Wednesday, September 21, 2011
Obama opposes Palestinian statehood over “deadlock”
New York – We've been here before. Though it wasn't a Wednesday forenoon, it was a Sunday afternoon at a rural golf course near Mr. George “Dub-yah” Bush's Western White House at Crawford.
The pack of telecasters caught he and the security detail on a tee box at the Bosque Valley Golf Club, a dusty track located on a farm to market road that leads from Clifton to the County seat at Meridian.
Dub-yah was on vacation at the ranch, clearing brush, punching cattle, playing a round of golf. "I'm not at home much, but when I am, I like to be around the cows," he told newsmen the day before when they visited him out on the spread near Crawford.
Someone asked the President about the prospects for the Arab-Israeli peace talks then convened in Jerusalem, New York, Washington, Camp David, and all points in between.
He gave the camera that shrug and smirk that soon became so familiar, and said, “Well, you know, you have to have some kind of incentive for peace before you can have peace.” Then, with a quizzical look on his face, he tried to turn back to his tee shot.
Unsatisfied, the newshounds pressed him and learned that, sometimes, no comment is a comment.
It was a moment.
That was Sunday afternoon.
Slightly before 9 a.m. On Tuesday morning, September 11, 2001, the world was on fire and Dub-yah was reading to a group of elementary school kids in Florida.
He appeared very surprised when his aide de camp whispered some very disturbing news in his ear.
Trillions of deficit dollars later, his successor is caught in the same trap, no less disturbing.
There are four conditions precedent before the issue of the establishment of a Palestinian state may be settled:
1. ) the precise borders of the new Palestinian homeland;
2. ) security for Israel;
3. ) the status of Palestinian refugees who left or were forced to go;
4. ) and the fate of Jerusalem, which both sides claim as their capital.
No real solutions or answers to those questions are anywhere in sight.
There are some complications that have arisen in the ensuing 10 years. The Egyptian strongman dictatorship of Hosni Mubarak is no more. That coalition between Arab and Israeli is kaput, and it was an important element in holding off radical Arabic nations and fundamentalists from raiding Saudi Arabian and Gulf Emirate oil and gas fields.
Arab Spring is a far-ranging political phenomenon. Similar uprisings in Tunisia, Libya, Morocco, Bahrain, Yemen, Syria and other fundamentalist Islamic states have followed close behind.
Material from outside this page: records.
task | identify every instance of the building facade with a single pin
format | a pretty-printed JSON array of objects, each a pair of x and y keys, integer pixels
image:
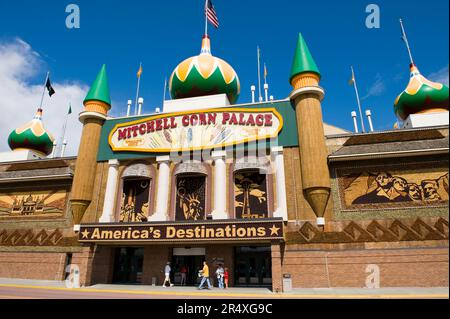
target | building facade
[{"x": 266, "y": 189}]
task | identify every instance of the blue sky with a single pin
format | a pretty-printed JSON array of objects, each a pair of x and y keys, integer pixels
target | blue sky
[{"x": 163, "y": 33}]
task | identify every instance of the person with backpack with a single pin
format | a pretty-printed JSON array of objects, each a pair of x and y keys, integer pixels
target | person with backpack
[{"x": 205, "y": 276}]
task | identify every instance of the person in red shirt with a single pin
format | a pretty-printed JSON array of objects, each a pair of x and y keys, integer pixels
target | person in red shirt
[{"x": 225, "y": 278}]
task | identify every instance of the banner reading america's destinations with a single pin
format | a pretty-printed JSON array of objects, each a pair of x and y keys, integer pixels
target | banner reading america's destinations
[
  {"x": 257, "y": 229},
  {"x": 197, "y": 130}
]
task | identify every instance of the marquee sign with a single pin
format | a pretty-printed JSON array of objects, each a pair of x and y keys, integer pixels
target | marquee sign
[
  {"x": 196, "y": 130},
  {"x": 270, "y": 229}
]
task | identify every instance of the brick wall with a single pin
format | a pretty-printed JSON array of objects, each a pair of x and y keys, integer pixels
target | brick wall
[
  {"x": 414, "y": 267},
  {"x": 155, "y": 259},
  {"x": 32, "y": 265}
]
The once rock solid pax Americana is now in shreds.
There are no guarantees.
Said Barack Hussein Obama, president of he United States, in his address to the General Assembly of the United Nations today, “We saw in these protesters the moral force of non-violence that has lit the world form Delhi to Warsaw; from Selma to South Africa – and we knew that change had come Egypt and to the Arab world.”
Such a deal. What do we get out of it?
Nothing, at least, until the deadlock is broken. How?
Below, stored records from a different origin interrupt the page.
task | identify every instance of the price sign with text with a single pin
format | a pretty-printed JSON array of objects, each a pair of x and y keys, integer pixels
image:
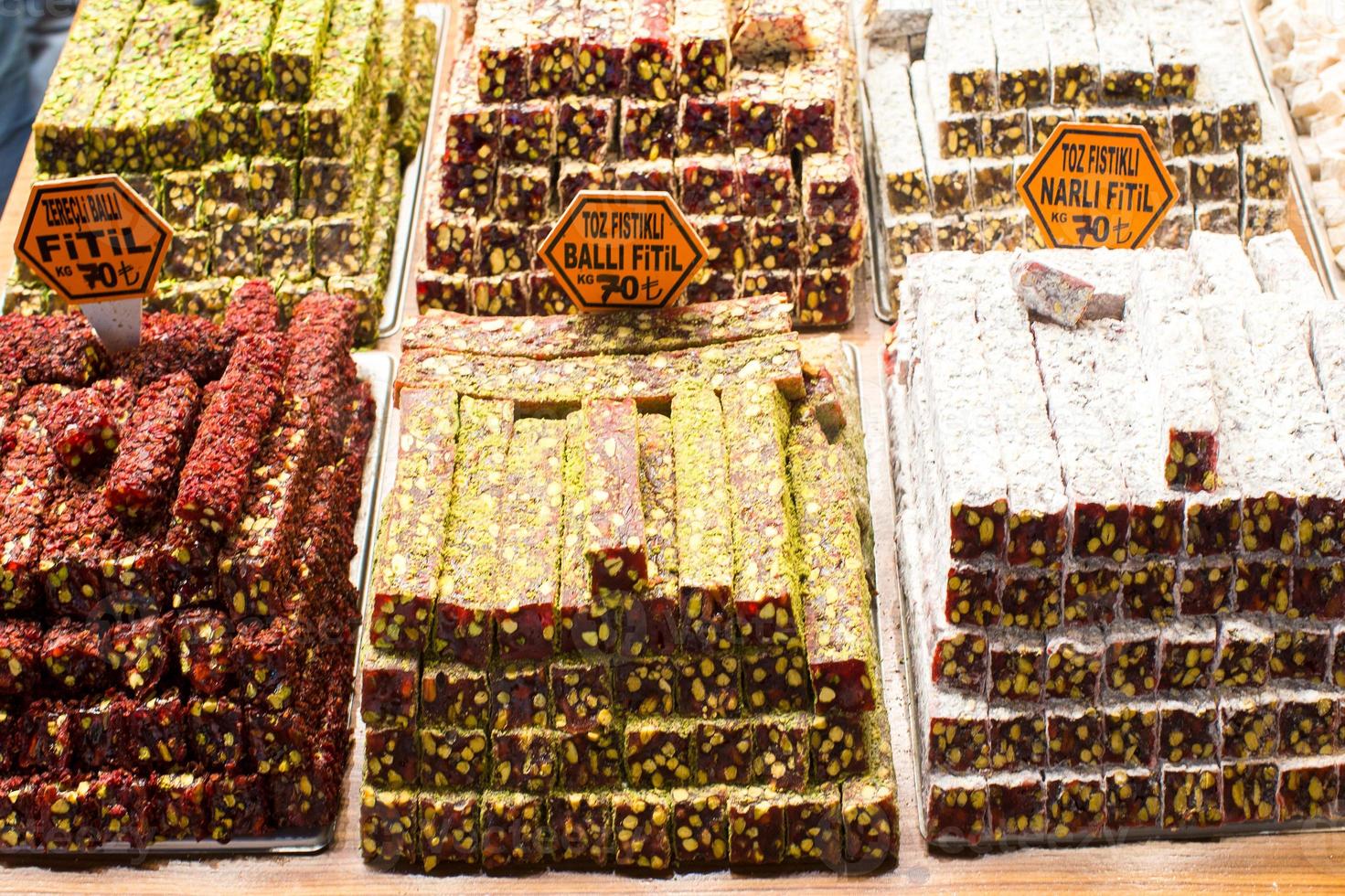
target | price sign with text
[
  {"x": 623, "y": 249},
  {"x": 93, "y": 240},
  {"x": 1098, "y": 185}
]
“The deadlock will only be broken when each side learns to stand in each other's shoes.” Good luck, buddy. Didn't know you are a shoe salesman, too.
He called on the U.N., “founded, as it was, out of the ashes of war and genocide; dedicated, as it is, to the dignity of every person, must recognize the reality that is lived by both the Palestinians and the Israelis. We will only succeed in that effort if we can encourage the parties to sit down together, to listen to each other, and to understand each other's hopes and fears. That is the project to which America is committed...”
Uh, yeah.
The “New York Times,” which was there when the State of Israel was created by a U.N. Security Council resolution in 1948, looked on with less than amused skepticism:
“For Mr. Obama, the challenge in crafting the much-anticipated General Assembly speech on Wednesday was how to address the incongruities of the administration’s position: the president who committed himself to making peace between the Israelis and the Palestinians a priority from Day One, who still has not been able to even get peace negotiations going after two and a half years; the president who opened the door to Palestinian state membership at the United Nations last year ending up threatening to veto that very membership; the president who was determined to get on the right side of Arab history ending up, in the views of many on the Arab street, on the wrong side of it on the Palestinian issue.”
It took Barack Hussein Obama 47 minutes to tell the world to hurry up and wait.
For what?
For hell to freeze over, as U.N. Ambassador Adlai Stevenson told the Soviets. America would wait for their answer to his questions about strategic missiles in Cuba - the ones they lied to President Kennedy about having placed there, he told the Soviet Ambassador - on worldwide television.
Palestinian Authority President Mahmoud Abbas spent most of the 47 minutes with his forehead in the palm of his hand.
Arab negotiators said they found the speech “disappointing.”
Israeli Prime Minister Benjamin Netanyahu termed it “a badge of honor.”
We will see. After all, the camera never blinks, as some old country boy from Texas used to say all the time when he was still on TV.